Perte record pour Vivendi

Le groupe affiche une perte nette de 23,3 milliards d’euros sur l’ensemble de l’année 2002. «Je ne me sens pas en compétition avec mon camarade Thierry Breton, [P-DG de FT]», a ironisé devant la presse Jean-René Fourtou, le P-DG du groupe. Cette somme s’explique par les 21,3 milliards d’euros de provisions auxquelles le P-DG Jean-René Fourtou a dû consentir.
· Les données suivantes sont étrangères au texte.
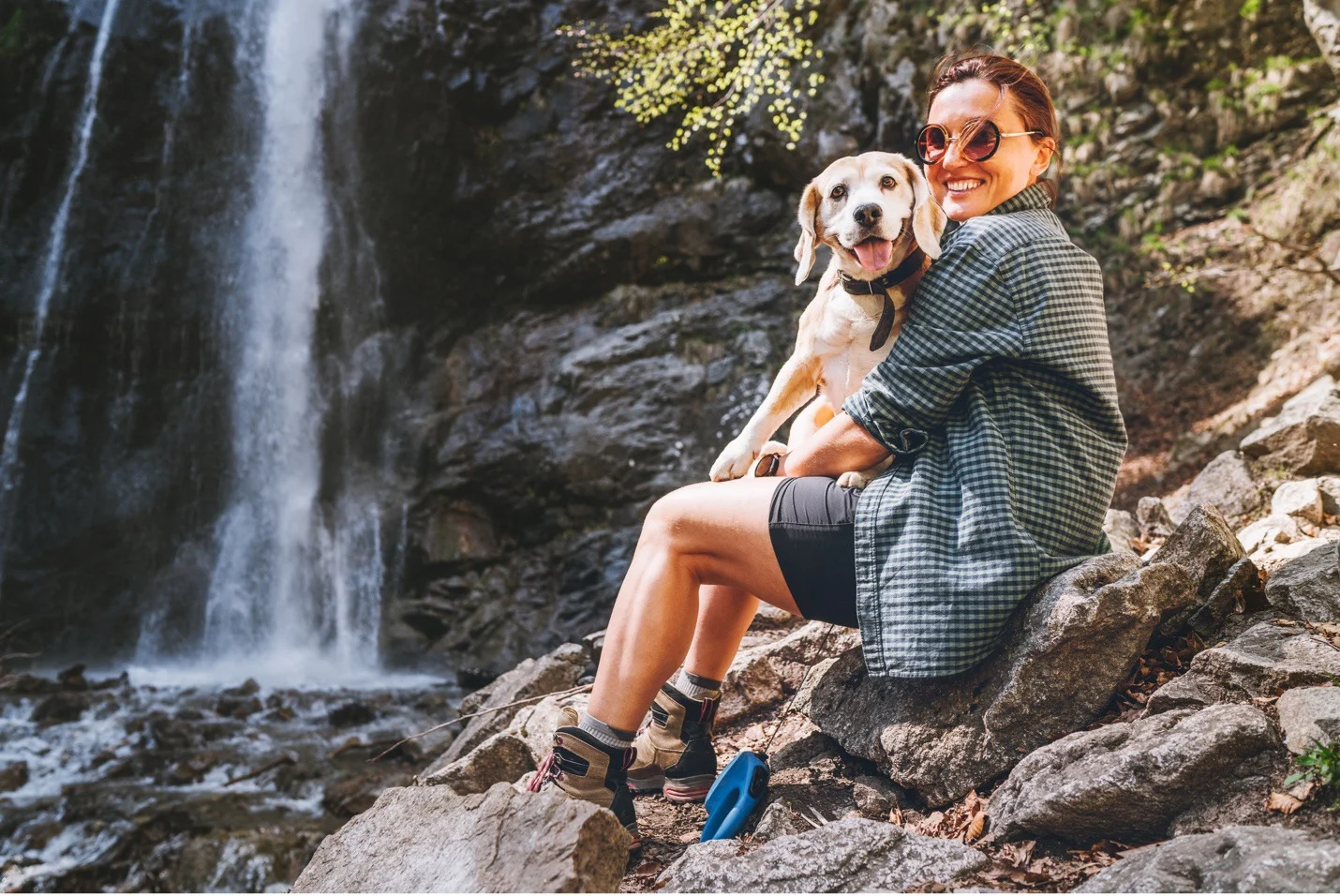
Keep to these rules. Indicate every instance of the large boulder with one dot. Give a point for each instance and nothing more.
(1128, 781)
(1227, 483)
(1258, 664)
(1233, 860)
(532, 678)
(1065, 654)
(1309, 586)
(1309, 715)
(847, 856)
(1305, 436)
(425, 840)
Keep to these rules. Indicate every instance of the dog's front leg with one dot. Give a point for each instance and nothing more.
(795, 384)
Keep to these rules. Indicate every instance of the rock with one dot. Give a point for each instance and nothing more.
(1065, 654)
(61, 708)
(1323, 18)
(1309, 586)
(14, 776)
(426, 840)
(1240, 590)
(1268, 530)
(535, 724)
(535, 678)
(1259, 662)
(1305, 437)
(764, 675)
(1297, 499)
(1225, 483)
(351, 714)
(1309, 715)
(875, 796)
(1330, 487)
(1233, 860)
(779, 821)
(1206, 549)
(1154, 517)
(502, 757)
(1128, 781)
(850, 855)
(1121, 528)
(594, 643)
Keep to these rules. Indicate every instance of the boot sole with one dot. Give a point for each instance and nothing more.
(676, 789)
Celles-ci intègrent 2,9 milliards sur investissements financiers et 18,4 milliards de survaleurs dépréciées (6,5 milliards pour Vivendi Universal Entertainment, 5,4 pour Canal Plus, 5,3 pour Universal Music Group et 1,2 pour divers autres actifs). Sans ces éléments exceptionnels, le groupe présente un résultat net négatif de 514 milliards d’euros, dont 420 milliards de charges de restructurations.
Un plan de redressement est en cours depuis l’été dernier au siège du groupe et au sein de sa filiale internet. Les syndicats se plaignent, depuis de nombreuses semaines, de l’opacité de la direction à ce sujet et contestent les modalités de licenciements présentées. Un point positif vient néanmoins conforter Jean-René Fourtou dans sa stratégie. Le groupe est parvenu, en un an, à réduire sa dette de 37,7 à 12,3 milliards. La vente de 20% du capital de Vivendi Environnement a permis à elle seule de renflouer les comptes de 15 milliards. D’autre part, 8,2 milliards d’actifs ont été cédés. «Notre objectif prioritaire reste inchangé», a déclaré le P-DG: «nous poursuivons résolument notre plan de cession d’actifs de 7 milliards d’euros sur l’exercice en cours».
Depuis le début de l’année 2003, environ 700 millions d’euros de cessions ont déjà été réalisées, précise le groupe, dont la vente de Canal Plus Technologie (190 millions) et le pôle Express-Expansion (200 millions).